The following treatments are generally considered safe for women to use to manage eczema during pregnancy:

  • Emollients
  • Topical steroids (that go on the skin)
  • Ultraviolet B light (although women who are pregnant should take extra caution with sun exposure because they can experience skin sensitivity)

Other therapies are used on a case-by-case basis, depending on the severity of eczema, the doctor’s assessment, and your comfort level. These treatments might include oral steroids or stronger steroid creams for the skin, as well as antibiotics that can help clear up eczema in some cases.

Fortunately, eczema during pregnancy is not dangerous. It doesn’t pose any risk to the mother or baby, although it can be very itchy, uncomfortable, and unsightly. There are, however, numerous safe therapies available to ease symptoms.

How to Handle Eczema Postpartum

While eczema symptoms most often show up in early to mid-pregnancy, the condition can often stick around in the postpartum period. Consistent treatment may play a role in how quickly the condition resolves. For some women, occasional eczema flare-ups may become a new normal.

Postpartum treatment options are similar to those advised for pregnant women, particularly for breastfeeding mothers. There are some therapies specifically contraindicated for nursing mothers, due to the potential contamination to breastmilk.

Typically, a woman experiencing mild or moderate cases of eczema during the postpartum period can use the same treatments as recommended in early pregnancy.

Where Does Eczema Flare-Up?

Eczema can show up anywhere on the body but most often flares up on the extremities (particularly on the arms or hands), neck, and face. Although it’s very rare (it happens to less than 2% of breastfeeding mothers), eczema can develop on the areola or nipples.  It can occur as either a typical case of eczema (that seems to show up out of nowhere but may be the result of internal and external forces) or be triggered by a sensitivity to something the nursing baby has eaten that comes into contact with the mothers nipples and areola while breastfeeding.

In cases of eczema on the nipples or areola, it’s often recommended that the mother apply an emollient and topical steroid to the affected area in between feedings. The medicine and emollient need to be washed off thoroughly before the baby nurses again or the mother pumps to prevent contamination of the breast milk.

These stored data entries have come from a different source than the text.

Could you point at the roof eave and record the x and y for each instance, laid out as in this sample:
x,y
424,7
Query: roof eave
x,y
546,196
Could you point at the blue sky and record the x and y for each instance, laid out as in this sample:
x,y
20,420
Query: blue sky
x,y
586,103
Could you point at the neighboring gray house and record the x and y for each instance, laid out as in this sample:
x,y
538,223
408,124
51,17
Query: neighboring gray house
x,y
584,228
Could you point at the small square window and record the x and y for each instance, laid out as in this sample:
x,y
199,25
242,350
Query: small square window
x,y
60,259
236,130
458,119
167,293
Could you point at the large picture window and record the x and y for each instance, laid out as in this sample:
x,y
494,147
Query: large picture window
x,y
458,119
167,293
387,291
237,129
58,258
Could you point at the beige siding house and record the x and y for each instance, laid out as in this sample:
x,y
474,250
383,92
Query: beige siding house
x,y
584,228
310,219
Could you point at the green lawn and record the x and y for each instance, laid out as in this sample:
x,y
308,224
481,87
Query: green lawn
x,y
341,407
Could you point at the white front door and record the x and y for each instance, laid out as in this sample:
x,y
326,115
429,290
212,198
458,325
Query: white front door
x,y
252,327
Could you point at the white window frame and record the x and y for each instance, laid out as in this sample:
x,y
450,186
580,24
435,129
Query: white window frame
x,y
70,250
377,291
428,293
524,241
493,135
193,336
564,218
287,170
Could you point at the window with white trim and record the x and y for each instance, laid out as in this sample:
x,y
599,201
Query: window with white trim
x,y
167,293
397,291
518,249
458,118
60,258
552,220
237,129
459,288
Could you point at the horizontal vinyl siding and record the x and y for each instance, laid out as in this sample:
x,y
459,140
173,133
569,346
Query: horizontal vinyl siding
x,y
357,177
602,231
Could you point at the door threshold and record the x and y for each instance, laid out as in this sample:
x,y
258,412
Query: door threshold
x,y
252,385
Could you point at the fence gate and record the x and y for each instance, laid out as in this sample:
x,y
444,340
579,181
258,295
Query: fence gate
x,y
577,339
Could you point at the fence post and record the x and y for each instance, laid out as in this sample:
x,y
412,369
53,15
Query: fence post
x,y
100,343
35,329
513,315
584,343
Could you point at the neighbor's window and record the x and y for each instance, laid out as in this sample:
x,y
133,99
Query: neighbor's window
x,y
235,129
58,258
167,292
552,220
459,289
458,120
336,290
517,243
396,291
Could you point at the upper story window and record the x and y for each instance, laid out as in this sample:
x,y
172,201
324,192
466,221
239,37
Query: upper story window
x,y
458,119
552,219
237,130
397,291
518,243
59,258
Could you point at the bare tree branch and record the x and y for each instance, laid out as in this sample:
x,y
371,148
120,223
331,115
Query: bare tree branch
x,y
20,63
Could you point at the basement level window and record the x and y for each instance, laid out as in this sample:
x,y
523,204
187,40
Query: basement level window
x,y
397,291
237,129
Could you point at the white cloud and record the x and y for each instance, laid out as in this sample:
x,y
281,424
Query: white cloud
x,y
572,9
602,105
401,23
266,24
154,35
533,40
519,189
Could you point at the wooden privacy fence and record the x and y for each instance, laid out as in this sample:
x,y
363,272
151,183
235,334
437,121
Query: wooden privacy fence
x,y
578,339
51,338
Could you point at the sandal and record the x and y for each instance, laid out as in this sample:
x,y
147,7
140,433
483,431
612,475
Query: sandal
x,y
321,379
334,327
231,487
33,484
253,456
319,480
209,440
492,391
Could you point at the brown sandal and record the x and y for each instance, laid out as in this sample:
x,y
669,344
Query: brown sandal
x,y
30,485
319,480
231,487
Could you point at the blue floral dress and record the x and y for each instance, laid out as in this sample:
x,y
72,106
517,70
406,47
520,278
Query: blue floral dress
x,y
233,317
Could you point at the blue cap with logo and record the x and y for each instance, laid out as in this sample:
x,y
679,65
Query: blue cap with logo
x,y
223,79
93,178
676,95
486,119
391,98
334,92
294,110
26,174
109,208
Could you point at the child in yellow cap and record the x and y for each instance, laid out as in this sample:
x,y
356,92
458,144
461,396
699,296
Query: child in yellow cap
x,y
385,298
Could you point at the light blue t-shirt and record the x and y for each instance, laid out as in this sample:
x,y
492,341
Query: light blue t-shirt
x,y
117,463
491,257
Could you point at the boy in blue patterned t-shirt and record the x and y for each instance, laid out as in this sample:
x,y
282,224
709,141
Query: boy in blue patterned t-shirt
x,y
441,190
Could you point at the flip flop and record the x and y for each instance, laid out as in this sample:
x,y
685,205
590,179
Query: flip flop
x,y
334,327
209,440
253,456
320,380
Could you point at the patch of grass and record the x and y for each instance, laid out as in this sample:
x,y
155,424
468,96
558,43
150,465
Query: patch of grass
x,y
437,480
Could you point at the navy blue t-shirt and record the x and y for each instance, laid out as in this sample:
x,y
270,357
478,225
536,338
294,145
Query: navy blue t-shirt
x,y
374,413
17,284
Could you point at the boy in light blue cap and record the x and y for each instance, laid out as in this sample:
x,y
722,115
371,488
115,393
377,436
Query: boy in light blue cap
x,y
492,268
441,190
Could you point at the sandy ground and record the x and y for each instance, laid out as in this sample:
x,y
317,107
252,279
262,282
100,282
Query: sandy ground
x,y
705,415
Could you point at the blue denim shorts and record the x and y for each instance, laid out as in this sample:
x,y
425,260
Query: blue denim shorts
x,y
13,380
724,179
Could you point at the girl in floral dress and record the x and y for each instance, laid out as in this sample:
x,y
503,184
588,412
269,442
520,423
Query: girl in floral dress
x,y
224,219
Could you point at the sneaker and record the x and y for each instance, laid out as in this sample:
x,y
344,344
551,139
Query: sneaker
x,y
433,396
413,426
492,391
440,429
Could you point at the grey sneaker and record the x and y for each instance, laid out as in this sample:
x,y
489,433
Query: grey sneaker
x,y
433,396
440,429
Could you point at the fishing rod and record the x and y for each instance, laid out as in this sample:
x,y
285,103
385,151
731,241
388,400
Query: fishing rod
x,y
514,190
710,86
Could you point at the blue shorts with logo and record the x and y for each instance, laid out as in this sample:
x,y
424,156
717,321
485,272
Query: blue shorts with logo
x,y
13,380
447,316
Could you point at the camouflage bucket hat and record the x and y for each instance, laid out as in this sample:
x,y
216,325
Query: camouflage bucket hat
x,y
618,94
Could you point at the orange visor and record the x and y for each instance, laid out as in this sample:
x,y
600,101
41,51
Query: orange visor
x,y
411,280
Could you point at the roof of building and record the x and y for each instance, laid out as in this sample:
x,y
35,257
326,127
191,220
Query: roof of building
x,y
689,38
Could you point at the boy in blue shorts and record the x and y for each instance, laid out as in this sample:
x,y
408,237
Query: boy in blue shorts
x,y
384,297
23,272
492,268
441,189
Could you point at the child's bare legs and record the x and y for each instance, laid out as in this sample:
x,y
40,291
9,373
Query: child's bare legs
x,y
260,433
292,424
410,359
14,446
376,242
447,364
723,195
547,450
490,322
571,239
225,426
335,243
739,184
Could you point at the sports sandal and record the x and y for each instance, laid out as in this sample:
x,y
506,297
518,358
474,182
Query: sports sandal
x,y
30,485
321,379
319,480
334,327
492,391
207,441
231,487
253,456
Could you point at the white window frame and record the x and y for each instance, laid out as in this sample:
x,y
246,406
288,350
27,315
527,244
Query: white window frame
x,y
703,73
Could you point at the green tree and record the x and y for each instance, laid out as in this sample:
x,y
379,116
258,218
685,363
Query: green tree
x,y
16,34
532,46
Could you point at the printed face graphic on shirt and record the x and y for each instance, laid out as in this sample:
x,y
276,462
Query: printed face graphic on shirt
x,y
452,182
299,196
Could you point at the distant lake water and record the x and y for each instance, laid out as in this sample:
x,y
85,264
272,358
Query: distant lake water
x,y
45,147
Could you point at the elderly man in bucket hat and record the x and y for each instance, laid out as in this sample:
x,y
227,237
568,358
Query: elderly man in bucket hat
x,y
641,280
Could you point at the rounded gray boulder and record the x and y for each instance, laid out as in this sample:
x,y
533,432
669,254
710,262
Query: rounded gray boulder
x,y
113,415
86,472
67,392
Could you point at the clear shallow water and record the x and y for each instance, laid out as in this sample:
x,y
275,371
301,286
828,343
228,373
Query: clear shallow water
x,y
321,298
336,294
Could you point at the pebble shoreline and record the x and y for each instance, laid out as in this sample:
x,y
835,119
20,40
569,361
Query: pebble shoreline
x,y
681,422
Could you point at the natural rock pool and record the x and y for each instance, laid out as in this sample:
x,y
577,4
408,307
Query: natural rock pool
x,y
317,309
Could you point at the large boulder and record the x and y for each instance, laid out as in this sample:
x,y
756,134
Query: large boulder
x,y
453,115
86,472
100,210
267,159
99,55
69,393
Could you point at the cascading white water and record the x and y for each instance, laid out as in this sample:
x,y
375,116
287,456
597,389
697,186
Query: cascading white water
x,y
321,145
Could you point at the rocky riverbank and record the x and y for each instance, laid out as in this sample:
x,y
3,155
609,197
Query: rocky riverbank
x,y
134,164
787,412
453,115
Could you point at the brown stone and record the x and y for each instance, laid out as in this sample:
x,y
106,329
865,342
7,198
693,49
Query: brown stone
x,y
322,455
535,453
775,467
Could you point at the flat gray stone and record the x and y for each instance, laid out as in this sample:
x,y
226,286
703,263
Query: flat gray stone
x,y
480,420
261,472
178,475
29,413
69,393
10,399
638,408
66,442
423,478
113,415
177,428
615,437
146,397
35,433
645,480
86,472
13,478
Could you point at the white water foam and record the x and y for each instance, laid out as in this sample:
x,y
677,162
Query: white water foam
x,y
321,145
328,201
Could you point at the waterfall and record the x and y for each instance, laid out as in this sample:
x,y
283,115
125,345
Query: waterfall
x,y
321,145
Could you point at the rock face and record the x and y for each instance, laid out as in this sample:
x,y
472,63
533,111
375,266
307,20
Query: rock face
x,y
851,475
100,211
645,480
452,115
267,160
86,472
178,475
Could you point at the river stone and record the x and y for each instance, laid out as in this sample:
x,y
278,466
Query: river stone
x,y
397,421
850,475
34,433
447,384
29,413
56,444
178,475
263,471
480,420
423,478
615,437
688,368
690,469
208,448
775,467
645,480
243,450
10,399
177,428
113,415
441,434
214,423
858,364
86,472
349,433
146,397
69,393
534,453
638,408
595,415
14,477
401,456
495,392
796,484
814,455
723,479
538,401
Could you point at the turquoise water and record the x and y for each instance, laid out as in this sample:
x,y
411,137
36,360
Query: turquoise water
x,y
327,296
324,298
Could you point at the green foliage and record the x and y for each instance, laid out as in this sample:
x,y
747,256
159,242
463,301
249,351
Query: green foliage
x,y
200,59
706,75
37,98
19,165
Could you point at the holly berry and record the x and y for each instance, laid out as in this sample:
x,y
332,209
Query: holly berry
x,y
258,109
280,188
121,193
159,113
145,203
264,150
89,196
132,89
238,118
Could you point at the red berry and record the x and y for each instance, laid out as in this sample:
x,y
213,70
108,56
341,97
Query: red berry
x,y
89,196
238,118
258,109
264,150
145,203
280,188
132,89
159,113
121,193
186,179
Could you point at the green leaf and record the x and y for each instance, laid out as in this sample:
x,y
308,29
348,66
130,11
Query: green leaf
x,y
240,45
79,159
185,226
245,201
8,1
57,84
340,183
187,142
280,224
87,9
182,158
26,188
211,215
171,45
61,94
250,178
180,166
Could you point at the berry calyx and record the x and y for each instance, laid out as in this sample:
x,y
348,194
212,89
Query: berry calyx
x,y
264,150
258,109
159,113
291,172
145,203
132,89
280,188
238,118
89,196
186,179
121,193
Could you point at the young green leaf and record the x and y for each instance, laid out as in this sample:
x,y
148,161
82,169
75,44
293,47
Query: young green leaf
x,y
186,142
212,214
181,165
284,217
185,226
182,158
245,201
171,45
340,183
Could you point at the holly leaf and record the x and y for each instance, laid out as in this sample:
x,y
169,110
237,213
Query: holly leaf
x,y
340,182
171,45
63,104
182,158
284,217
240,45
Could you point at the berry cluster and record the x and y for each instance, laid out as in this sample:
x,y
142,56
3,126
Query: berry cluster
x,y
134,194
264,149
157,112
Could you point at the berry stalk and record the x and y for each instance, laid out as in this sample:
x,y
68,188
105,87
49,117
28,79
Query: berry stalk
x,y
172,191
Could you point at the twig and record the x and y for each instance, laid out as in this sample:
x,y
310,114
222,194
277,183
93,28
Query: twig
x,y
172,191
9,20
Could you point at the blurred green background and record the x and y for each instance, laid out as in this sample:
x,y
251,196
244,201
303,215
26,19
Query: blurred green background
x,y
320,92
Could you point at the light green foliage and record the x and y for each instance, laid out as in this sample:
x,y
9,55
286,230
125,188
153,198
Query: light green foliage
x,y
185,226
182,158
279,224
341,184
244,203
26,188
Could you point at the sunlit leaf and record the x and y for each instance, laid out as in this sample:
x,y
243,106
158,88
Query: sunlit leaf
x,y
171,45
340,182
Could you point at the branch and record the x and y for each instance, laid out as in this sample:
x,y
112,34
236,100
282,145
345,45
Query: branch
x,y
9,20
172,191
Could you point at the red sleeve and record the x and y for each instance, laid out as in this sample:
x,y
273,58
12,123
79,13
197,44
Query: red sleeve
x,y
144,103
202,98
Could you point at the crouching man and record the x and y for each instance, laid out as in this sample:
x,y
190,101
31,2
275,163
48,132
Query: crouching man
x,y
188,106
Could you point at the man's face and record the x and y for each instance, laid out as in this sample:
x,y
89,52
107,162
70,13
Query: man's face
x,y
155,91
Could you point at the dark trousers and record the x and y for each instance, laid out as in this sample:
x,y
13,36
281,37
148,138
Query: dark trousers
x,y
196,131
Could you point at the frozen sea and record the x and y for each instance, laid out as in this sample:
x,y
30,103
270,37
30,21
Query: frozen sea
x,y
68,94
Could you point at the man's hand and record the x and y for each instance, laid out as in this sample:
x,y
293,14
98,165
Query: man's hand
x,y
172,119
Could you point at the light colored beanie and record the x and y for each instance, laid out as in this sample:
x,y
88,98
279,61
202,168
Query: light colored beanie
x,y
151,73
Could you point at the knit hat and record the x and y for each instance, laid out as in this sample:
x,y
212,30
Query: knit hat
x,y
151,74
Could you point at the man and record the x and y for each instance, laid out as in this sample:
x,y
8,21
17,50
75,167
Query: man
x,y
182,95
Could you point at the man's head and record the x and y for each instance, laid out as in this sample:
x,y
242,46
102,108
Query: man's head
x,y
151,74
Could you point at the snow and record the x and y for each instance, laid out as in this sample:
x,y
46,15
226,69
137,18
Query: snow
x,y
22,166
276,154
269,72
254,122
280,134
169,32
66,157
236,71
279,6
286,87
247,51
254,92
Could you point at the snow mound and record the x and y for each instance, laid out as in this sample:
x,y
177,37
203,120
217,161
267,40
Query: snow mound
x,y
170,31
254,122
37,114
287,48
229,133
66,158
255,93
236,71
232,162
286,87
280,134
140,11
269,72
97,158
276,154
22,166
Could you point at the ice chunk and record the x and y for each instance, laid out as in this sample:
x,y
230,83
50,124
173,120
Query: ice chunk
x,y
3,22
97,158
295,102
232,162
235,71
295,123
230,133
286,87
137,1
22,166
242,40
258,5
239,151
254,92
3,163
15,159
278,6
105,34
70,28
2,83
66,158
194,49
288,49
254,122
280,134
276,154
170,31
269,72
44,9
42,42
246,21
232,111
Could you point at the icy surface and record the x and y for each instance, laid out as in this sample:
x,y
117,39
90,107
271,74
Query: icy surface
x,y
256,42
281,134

Eczema Triggers You Can Reduce

While some of the suspected causes of eczema are not under your control (such as malfunctions of your immune response), many environmental factors are suspected to be at play as well. These include typical allergy triggers, such as food allergies, dander, chemicals in body products or detergents, and down fillings in bedding and clothing—basically anything that might cause the skin to become reactive or overly dry. Stress (physical and emotional), lack of sleep, and dry air may also contribute to eczema outbreak frequency, severity, and longevity. Do what you can to limit exposure to any of these factors that may be triggering to you.

Look out for what may be triggering your eczema. Keep in mind that it might be something in your environment that hasn’t bothered you before, such as stress, lack of sleep, pet dander, wool, down blankets, food sensitivities, lotions, dry air, or your laundry detergent.